President Obama is poised to eliminate capital gains taxes on small business investment. Unfortunately, it won’t have much impact beyond mom and pop.
During last year’s State of the Union Address, President Obama said: “Let’s also eliminate all capital gains taxes on small business investment.”
That directive eventually worked its way into the small business tax bill, which is expected to become law within weeks.
On its surface, this should be a boon for startups and the venture capitalists who love them. Moreover, some people have wondered if the move amounts to a VC industry stimulus, since institutional investors might see arbitrage opportunities in a tax-less asset class.
It isn’t. And it doesn’t.
Instead, the expanded exclusion is a house built upon a foundation of swiss cheese called Section 1202. This deceptive tax provision was introduced seventeen years ago, to eliminate 50% of capital gains taxes derived from qualified small business investment.
To qualify, a company must have a net value of $50 million or less at the time of investment, and the shares must be held for at least five years. Sounds reasonable, but there’s more.
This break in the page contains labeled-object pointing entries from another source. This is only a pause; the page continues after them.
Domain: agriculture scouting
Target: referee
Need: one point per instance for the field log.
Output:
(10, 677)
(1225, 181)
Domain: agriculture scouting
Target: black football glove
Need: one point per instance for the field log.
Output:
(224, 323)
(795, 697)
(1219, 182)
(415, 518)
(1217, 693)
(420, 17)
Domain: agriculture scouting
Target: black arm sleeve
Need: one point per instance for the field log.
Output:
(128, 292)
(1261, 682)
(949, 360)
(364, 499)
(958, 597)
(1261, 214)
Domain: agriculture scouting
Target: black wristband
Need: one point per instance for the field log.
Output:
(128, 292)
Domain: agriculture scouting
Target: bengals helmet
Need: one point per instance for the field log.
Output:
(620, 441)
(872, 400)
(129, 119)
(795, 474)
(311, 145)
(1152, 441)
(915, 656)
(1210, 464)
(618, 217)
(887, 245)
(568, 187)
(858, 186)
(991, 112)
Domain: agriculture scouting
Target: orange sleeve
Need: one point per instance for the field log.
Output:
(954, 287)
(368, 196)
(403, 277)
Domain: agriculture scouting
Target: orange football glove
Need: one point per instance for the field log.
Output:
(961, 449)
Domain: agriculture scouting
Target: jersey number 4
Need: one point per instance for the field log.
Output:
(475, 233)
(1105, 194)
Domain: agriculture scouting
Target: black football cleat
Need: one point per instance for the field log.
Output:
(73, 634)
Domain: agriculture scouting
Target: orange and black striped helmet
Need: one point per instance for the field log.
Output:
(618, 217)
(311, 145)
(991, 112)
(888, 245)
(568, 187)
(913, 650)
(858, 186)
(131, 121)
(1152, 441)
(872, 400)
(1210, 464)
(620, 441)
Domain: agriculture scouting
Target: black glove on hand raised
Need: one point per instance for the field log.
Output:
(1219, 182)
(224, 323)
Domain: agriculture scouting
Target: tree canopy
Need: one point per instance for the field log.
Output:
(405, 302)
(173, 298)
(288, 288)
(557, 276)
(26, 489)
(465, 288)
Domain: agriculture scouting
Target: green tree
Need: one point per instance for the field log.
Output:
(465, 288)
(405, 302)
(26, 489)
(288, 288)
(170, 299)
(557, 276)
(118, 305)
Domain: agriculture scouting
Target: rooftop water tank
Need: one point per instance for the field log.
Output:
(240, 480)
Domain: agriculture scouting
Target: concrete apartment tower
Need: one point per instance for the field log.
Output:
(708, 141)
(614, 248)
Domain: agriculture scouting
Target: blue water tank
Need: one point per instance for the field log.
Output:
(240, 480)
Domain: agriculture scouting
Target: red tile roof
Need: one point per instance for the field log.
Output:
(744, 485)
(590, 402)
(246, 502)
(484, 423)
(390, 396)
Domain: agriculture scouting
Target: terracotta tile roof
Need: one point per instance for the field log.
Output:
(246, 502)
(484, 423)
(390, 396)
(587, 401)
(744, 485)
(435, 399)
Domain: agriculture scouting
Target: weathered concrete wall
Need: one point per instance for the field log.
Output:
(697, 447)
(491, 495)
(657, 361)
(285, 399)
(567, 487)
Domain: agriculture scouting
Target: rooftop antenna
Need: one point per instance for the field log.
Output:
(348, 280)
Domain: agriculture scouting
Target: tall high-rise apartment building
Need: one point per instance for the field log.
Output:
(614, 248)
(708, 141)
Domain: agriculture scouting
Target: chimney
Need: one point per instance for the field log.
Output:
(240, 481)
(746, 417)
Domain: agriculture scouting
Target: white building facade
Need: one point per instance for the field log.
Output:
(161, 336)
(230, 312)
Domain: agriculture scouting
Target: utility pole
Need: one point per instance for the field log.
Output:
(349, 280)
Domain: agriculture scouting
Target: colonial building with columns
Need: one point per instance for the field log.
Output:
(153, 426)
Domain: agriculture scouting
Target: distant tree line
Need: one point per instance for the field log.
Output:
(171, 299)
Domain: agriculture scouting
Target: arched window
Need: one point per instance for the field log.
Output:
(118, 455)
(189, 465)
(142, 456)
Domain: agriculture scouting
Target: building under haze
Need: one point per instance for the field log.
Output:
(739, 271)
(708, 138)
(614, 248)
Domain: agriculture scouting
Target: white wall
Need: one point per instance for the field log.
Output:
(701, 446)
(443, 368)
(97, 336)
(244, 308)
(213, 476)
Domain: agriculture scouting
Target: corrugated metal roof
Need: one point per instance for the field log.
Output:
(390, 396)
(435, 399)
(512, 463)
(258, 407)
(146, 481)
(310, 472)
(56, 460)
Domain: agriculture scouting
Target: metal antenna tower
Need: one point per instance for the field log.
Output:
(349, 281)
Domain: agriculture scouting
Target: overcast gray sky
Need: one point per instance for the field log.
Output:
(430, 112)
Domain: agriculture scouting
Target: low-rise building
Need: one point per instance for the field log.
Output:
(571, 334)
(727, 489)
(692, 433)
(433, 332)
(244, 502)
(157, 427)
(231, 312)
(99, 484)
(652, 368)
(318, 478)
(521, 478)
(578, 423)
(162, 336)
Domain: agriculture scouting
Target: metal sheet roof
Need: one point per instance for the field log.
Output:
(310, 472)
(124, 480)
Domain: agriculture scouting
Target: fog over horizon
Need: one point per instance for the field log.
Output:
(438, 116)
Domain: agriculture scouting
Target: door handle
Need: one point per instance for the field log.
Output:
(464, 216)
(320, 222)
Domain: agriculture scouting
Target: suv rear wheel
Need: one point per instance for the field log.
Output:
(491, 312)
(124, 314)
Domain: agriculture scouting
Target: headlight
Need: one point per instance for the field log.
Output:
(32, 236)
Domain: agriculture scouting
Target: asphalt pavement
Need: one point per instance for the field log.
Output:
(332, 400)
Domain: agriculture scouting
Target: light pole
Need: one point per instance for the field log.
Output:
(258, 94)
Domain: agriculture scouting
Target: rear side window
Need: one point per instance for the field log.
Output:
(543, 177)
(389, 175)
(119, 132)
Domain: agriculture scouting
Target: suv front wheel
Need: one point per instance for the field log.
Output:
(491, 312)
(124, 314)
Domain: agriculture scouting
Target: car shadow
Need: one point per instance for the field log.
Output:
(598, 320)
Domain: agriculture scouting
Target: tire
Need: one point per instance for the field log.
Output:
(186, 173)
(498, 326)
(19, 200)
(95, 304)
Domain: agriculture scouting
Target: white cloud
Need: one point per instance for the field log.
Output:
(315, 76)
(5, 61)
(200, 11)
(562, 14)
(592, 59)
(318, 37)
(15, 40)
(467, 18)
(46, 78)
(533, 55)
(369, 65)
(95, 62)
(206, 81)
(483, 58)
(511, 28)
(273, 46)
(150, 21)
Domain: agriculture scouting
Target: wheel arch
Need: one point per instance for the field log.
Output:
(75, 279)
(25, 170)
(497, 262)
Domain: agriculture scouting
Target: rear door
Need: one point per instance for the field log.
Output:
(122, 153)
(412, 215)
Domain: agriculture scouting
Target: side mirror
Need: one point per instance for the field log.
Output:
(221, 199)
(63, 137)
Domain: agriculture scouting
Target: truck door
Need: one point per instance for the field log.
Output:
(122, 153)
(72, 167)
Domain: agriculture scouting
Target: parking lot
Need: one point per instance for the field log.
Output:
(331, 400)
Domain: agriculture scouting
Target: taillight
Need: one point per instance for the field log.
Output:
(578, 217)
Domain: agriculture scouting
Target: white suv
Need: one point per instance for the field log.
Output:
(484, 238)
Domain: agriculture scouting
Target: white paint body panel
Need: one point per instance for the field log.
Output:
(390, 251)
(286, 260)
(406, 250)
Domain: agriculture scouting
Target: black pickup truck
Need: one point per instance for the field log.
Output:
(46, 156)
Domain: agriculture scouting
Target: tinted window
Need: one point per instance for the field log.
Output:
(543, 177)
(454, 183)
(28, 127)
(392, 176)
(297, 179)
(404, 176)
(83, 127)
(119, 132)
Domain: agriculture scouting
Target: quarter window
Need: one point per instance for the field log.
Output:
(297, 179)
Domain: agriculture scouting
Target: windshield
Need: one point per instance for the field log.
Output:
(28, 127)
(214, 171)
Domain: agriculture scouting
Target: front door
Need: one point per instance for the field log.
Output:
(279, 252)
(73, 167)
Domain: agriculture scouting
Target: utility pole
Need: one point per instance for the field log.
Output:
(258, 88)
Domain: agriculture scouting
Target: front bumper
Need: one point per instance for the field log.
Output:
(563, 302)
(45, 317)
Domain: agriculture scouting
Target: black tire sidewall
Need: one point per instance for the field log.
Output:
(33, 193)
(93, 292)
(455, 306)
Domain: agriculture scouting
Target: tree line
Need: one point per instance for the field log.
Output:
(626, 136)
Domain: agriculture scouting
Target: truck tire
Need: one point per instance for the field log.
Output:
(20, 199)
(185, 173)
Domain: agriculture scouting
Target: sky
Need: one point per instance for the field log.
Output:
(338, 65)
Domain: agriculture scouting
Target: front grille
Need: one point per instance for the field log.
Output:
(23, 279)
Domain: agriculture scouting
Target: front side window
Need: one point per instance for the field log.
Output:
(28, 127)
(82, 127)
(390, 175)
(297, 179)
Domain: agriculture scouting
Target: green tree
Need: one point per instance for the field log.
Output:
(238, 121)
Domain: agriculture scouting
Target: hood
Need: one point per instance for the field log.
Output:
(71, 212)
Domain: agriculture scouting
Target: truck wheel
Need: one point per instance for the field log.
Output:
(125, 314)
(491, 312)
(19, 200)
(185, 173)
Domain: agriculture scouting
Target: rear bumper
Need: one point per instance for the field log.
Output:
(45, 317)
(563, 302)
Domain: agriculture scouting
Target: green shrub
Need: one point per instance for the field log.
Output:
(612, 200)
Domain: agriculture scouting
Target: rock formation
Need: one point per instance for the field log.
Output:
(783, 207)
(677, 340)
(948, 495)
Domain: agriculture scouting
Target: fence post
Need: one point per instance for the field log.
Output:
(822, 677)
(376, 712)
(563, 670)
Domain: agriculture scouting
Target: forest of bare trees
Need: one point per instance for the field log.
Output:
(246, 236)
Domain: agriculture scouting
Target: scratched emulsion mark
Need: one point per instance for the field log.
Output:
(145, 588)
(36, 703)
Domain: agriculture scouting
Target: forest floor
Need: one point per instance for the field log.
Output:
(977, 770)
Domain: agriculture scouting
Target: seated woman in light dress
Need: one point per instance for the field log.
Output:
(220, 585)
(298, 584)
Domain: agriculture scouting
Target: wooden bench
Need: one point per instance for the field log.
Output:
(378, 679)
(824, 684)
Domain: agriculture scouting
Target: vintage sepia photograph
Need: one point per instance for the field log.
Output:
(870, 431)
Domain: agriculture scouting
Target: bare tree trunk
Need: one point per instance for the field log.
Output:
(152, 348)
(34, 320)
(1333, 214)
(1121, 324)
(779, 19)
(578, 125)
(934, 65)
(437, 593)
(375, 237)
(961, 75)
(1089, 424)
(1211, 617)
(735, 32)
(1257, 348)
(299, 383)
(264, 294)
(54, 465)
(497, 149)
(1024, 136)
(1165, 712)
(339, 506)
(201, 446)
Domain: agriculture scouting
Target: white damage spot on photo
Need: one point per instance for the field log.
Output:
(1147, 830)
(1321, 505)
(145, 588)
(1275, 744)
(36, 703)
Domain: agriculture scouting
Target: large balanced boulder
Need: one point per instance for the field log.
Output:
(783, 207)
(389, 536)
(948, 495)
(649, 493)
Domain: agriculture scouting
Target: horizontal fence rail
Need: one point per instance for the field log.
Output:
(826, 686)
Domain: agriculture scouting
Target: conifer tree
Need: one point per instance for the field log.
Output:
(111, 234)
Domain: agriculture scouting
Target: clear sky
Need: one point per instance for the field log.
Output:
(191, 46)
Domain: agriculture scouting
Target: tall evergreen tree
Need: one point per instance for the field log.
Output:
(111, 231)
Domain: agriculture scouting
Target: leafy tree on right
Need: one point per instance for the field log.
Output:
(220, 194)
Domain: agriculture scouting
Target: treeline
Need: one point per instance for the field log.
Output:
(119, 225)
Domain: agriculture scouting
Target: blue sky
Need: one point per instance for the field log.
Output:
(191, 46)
Included in that $50 million can be the value of contributed property. For example, how much were Mark Zuckerberg’s original codes worth at the time of Facebook’s founding? Seems like the answer falls somewhere between nothing (no real company yet) and a few billion dollars (those codes served as the basis for an empire).
OK, so let’s assume that a VC fund’s investment still meets the aforementioned qualifications. Then, five years later, the issuer raises $200 million in an IPO. At this point, something called the “active business requirement” kicks in. It basically means that the issuer must use at least 80% of its assets (broadly defined) for what amounts to working capital. That’s fine if you’re a startup that just raised a few hundred thousand, but it’s unlikely that $160 million of the IPO proceeds will immediately have a purpose. Some might well be for future (i.e., undefined) acquisitions, for example.
In this case, the original investment qualification is negated, and the VC fund would be required to pay full capital gains rates. It’s almost as if the requirement is designed to reward moderate success, but not a blockbuster. Talk about a skewed alignment of interests: “Ummm, I know the banks are telling you that the public markets will buy $75 million of stock at $25 per share, but we’d prefer you to sell at $20 per share.”
Even if the active business requirement were stripped from the final bill, there are other reasons for why this tax break is better on the stump than in reality. For example, the exemption increase to 100% is only applicable to investments made during the remainder of 2010. If you do a qualified deal on January 2, no dice.
Another issue is that Section 2010 only applies to non-corporate investors. Partners in a VC fund may qualify, but they’d be knocked out if Congress also follows through on its threat to change the tax treatment of carried interest from capital gains to ordinary income. Moreover, this qualification would exclude banks, insurance companies and most other limited partners that aren’t already tax-exempt (public pensions, endowments, etc). As such, this bill would do virtually nothing to increase institutional investor interest in venture capital.
The only place this expanded exclusion would help are on the margins. Individual investment in your uncle’s plumbing shop would likely qualify. So might some angel investments in tech startups that sell for short money (maybe some super-angels will voluntarily fall back to earth).
In general, however, Obama is only living up to the letter of his pledge. Not to its spirit.